By Kevin Speyer – Hands-on time series forecasting with LSTM – This post will to teach you how to build your first Recurrent Neural Network (RNN) for series predictions. In particular, we are going to use the Long Short Term Memory (LSTM) RNN, which has gained a lot of attention in the last years. LSTM solve the problem of vanishing / exploding gradients in typical RNN.  Basically, LSTM have an internal state which is able to remember data over long periods of time, allowing it to outperform typical RNN. There is a lot of material on the web regarding the theory of this network, but there are a lot of misleading articles regarding how to apply this algorithm. In this article we will get straight to the point, building an LSTM network, training it and showing how it is able to make predictions based on the historic data it has seen.

Reading the data

We will use the data of monthly industrial production of electric and gas utilities in the United States from the years 1985–2018. The data can be extracted from the Federal Reserve or from kaggle. This data has already been used in one of our other posts regarding time series forecasting. First, we will import the packages needed. The LSTM will be constructed with Keras.

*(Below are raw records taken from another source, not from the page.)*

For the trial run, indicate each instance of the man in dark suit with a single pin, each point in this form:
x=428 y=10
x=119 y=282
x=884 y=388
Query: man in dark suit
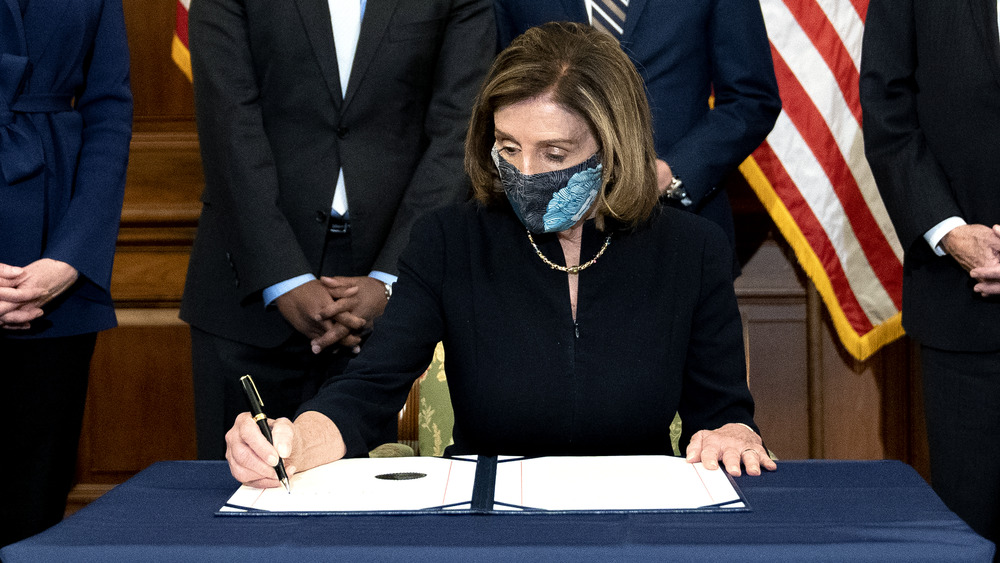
x=930 y=93
x=686 y=51
x=314 y=174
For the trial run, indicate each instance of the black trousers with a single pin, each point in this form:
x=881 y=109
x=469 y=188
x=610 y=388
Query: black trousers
x=962 y=402
x=286 y=375
x=44 y=388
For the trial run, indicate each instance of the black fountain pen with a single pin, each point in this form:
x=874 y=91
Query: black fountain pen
x=257 y=411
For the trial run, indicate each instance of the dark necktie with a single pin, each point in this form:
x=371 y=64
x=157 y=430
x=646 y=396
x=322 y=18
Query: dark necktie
x=609 y=16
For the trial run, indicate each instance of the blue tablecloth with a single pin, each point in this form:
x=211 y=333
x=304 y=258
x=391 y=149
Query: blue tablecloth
x=806 y=510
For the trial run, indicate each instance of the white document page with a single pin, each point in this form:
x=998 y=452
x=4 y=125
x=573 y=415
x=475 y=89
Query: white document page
x=612 y=483
x=383 y=484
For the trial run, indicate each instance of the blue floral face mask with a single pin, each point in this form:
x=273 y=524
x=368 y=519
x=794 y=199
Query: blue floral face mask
x=550 y=202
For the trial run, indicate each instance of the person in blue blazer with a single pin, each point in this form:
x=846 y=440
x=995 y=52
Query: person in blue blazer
x=65 y=126
x=686 y=51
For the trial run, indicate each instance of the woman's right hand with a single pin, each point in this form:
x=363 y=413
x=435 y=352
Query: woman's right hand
x=313 y=439
x=252 y=458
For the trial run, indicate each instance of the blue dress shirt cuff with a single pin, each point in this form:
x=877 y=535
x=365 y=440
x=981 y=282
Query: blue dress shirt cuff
x=281 y=288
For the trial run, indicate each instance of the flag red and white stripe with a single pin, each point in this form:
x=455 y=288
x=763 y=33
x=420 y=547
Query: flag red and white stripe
x=179 y=48
x=812 y=176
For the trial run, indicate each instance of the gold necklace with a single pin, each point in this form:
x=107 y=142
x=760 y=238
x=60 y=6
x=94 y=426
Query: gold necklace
x=569 y=269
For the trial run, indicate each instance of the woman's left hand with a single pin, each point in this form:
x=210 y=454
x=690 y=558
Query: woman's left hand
x=732 y=443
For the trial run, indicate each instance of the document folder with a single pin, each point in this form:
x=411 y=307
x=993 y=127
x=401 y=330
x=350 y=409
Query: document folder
x=510 y=485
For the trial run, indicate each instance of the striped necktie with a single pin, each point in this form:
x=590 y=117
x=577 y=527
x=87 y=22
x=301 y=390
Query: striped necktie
x=609 y=16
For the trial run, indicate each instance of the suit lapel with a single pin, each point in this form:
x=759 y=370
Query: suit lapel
x=576 y=10
x=373 y=28
x=41 y=21
x=635 y=8
x=984 y=12
x=13 y=31
x=316 y=20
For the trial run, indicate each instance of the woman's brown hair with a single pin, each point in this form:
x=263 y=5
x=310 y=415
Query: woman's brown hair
x=586 y=72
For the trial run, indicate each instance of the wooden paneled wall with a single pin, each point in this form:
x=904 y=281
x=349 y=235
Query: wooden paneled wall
x=813 y=400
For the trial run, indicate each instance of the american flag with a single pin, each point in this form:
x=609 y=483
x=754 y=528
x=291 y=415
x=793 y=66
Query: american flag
x=179 y=49
x=812 y=176
x=810 y=173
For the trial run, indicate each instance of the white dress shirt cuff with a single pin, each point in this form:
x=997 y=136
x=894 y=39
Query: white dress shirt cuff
x=383 y=277
x=937 y=232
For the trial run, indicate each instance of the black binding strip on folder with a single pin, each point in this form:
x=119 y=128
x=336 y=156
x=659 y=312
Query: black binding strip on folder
x=485 y=485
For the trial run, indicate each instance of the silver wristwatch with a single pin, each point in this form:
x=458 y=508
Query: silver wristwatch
x=676 y=192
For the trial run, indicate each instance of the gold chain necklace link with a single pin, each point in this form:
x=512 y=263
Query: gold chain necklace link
x=569 y=269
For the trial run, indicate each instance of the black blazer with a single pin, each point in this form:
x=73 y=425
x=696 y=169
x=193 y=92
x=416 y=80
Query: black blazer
x=930 y=95
x=657 y=331
x=274 y=131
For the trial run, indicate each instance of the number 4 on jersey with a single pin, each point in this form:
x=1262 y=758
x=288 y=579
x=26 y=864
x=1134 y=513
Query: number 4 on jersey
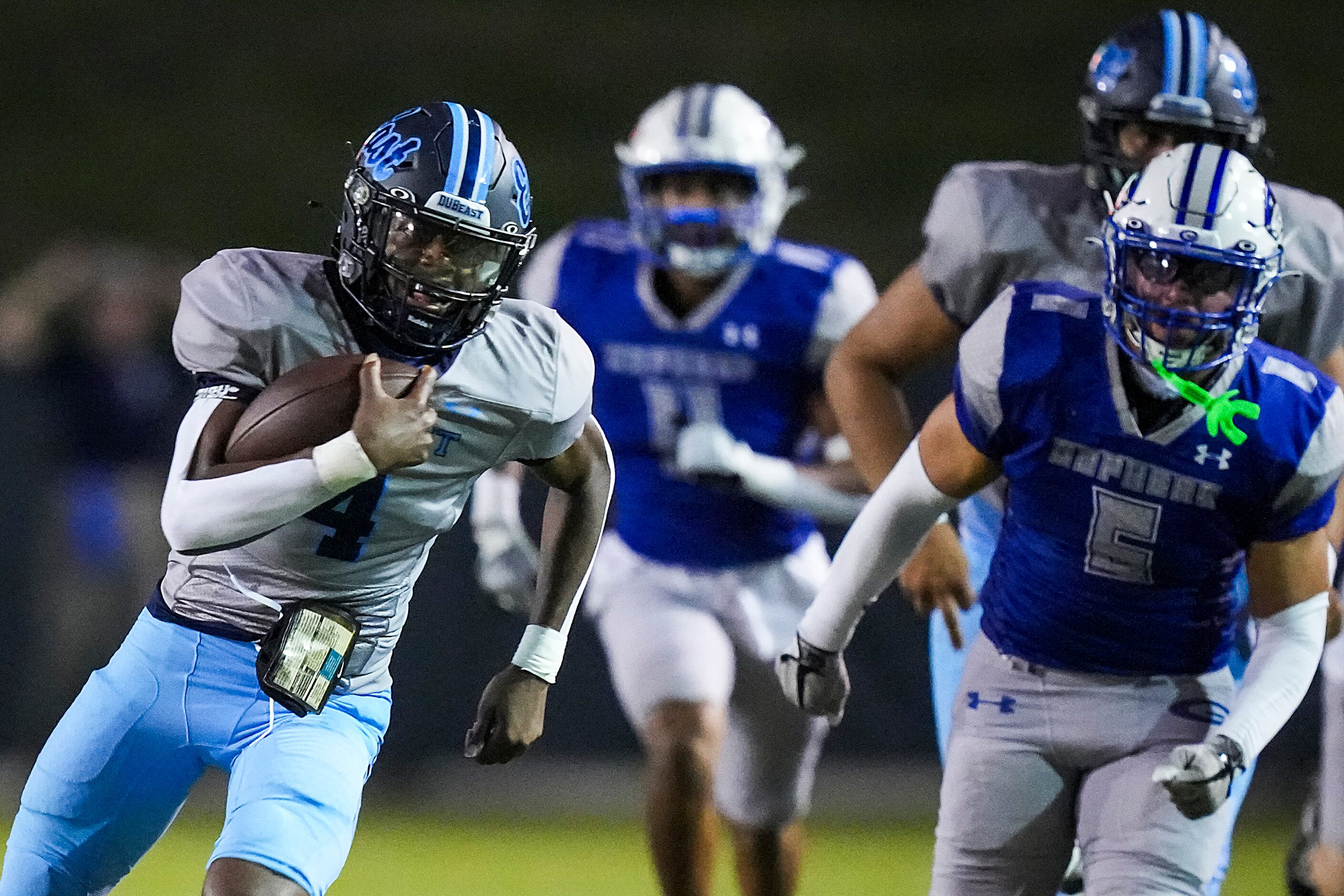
x=350 y=515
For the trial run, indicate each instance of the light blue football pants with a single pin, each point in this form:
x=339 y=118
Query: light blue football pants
x=980 y=524
x=171 y=702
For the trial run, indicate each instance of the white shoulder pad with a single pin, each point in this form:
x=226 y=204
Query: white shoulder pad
x=851 y=296
x=234 y=304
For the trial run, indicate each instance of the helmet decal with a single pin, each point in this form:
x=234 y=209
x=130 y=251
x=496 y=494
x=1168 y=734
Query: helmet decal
x=522 y=193
x=1109 y=65
x=1191 y=223
x=428 y=249
x=1244 y=83
x=386 y=149
x=1187 y=53
x=717 y=131
x=473 y=151
x=1203 y=185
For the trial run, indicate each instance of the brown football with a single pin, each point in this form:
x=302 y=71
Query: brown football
x=310 y=405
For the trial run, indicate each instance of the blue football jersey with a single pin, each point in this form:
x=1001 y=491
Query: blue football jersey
x=1119 y=550
x=749 y=358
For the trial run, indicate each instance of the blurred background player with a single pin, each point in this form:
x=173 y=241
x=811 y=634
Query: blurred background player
x=91 y=320
x=1162 y=80
x=437 y=218
x=710 y=336
x=1109 y=613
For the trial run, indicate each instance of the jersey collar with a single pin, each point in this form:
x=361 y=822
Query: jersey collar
x=1190 y=417
x=702 y=316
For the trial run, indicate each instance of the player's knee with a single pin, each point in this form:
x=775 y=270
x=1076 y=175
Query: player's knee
x=1327 y=864
x=241 y=877
x=683 y=740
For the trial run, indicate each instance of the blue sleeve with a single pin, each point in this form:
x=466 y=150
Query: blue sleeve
x=1307 y=500
x=1312 y=518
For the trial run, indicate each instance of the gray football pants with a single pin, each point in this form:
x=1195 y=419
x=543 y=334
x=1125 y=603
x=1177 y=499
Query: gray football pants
x=1039 y=757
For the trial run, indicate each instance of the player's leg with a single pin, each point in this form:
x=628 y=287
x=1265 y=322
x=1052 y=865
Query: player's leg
x=979 y=530
x=114 y=773
x=764 y=780
x=1237 y=666
x=672 y=667
x=1006 y=814
x=293 y=798
x=1325 y=862
x=1134 y=839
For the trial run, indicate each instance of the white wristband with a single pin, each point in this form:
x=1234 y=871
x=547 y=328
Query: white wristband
x=342 y=462
x=541 y=652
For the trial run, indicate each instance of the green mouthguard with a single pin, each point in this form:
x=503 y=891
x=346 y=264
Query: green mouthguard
x=1218 y=411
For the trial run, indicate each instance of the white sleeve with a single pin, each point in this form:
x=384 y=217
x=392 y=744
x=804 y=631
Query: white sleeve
x=889 y=530
x=1282 y=664
x=541 y=277
x=199 y=515
x=851 y=296
x=572 y=404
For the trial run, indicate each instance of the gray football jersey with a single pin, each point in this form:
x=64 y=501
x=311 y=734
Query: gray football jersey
x=994 y=223
x=522 y=390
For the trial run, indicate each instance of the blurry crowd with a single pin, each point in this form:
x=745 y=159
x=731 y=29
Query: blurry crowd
x=91 y=398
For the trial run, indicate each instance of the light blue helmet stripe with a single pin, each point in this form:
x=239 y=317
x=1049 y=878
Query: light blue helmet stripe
x=486 y=159
x=1190 y=183
x=1211 y=208
x=1171 y=57
x=706 y=109
x=1198 y=62
x=683 y=116
x=458 y=162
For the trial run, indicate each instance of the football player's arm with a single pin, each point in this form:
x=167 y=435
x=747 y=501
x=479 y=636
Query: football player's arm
x=512 y=710
x=210 y=504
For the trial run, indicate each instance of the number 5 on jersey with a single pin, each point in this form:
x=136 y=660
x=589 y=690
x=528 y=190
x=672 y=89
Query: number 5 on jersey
x=1119 y=527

from __future__ import print_function
import numpy as np
import matplotlib.pyplot as plt
import pandas as pd
from keras.models import Sequential
from keras.layers import Dense, LSTM

If there you get an error here, you should install the packages: Keras, Tensorflow, Pandas, Numpy and Matplotlib. Now, lets read the data from a file, and plot it as a function of time:

#Read data
raw_data = pd.read_csv('./Electric_Production_full.csv')
arr_data = np.array(raw_data.Value)

#Plot raw data
plt.plot(arr_data,label = 'Data')
plt.xlabel('time (months)')
plt.ylabel('Energy (au)')
plt.savefig('data.eps', bbox_inches='tight',format='eps')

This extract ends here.